Martin Boonen
01 October 2020
« Nous tenons fermement à continuer, et pour longtemps, à faire du Bordeaux à Bordeaux », cette évidence, c'est Bernard Farges, président des Vins de Bordeaux (le CIVB - Conseil Interprofessionnel du Vin de Bordeaux) qui la clame. Mais est-ce vraiment une lapalissade ?
Rien n'est moins sur. Le changement climatique constaté (et confirmé d'années en années) par l'ensemble du vignoble commence à avoir une influence importante sur la vigne, et donc, sur le vin. « Nous constatons plus d'accidents météorologiques : des gelées plus tardives, plus d'orages en été... les vendanges commencent de plus en plus tôt » détaille Cécile Ha, chargée des relations presse internationale au CIVB. Conséquence de ce réchauffement climatique : les taux d'alcool montent progressivement, l'acidité se perd petit à petit... À ce train-là, que vont devenir les vins de Bordeaux ?
© G. Bonnaud |
Bernard Farges ne s'alarme pas : "c'est une menace, c'est sûr, mais ce n'est pas encore un problème avéré.
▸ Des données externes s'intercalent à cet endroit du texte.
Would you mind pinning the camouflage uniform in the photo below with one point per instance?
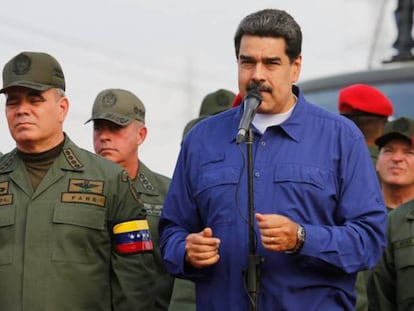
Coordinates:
(57, 247)
(151, 188)
(390, 287)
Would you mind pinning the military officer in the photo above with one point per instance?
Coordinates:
(119, 130)
(390, 285)
(72, 236)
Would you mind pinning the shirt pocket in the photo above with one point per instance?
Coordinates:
(215, 194)
(7, 234)
(80, 233)
(404, 265)
(311, 177)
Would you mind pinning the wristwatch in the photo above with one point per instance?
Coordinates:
(301, 236)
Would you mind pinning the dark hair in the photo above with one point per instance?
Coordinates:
(274, 24)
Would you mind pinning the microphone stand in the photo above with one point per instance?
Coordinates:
(254, 260)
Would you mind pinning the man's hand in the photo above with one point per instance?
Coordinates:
(202, 249)
(278, 233)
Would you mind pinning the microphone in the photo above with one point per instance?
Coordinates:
(251, 102)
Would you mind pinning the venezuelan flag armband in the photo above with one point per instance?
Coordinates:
(132, 237)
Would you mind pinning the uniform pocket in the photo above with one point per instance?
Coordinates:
(404, 265)
(80, 233)
(7, 231)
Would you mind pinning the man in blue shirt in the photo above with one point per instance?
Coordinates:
(319, 213)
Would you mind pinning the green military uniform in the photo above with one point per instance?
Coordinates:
(393, 278)
(57, 247)
(183, 296)
(363, 276)
(151, 188)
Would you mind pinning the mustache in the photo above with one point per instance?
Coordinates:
(259, 86)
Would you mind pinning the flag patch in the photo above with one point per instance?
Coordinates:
(132, 237)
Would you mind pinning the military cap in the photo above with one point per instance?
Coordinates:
(212, 103)
(118, 106)
(362, 98)
(216, 102)
(399, 128)
(34, 70)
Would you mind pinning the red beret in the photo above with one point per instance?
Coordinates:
(365, 98)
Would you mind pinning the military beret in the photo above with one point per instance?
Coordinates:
(358, 98)
(399, 128)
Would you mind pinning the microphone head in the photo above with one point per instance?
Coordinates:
(254, 91)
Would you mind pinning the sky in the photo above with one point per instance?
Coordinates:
(172, 53)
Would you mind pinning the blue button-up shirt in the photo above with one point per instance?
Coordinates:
(313, 168)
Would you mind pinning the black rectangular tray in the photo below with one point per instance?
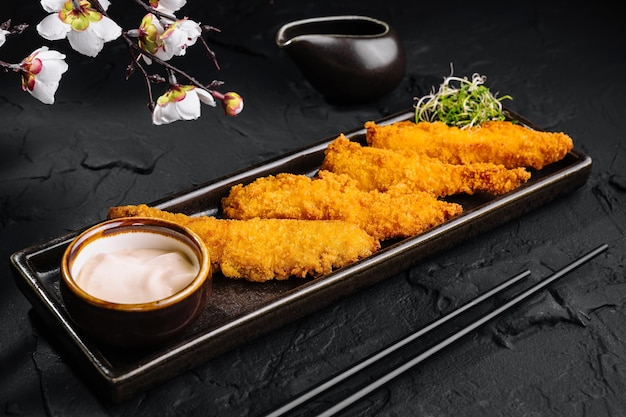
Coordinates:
(239, 311)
Jusqu'à présent, il faut bien reconnaitre que le changement climatique a plutôt été favorable à notre vignoble. Aujourd'hui, la question n'est plus de savoir si nos cépages arriveront à maturité, mais quand y ils arriveront ». En effet, le Petit Verdot, cépage typiquement bordelais, autrefois délaissé en raison de sa maturité tardive, s'est fait ces dernières années une place au soleil à côté des Merlots et Cabernets. Si en 2000 on comptait 375 hectares de Petit Verdots plantés à Bordeaux, on en dénombre aujourd'hui plus de 2000.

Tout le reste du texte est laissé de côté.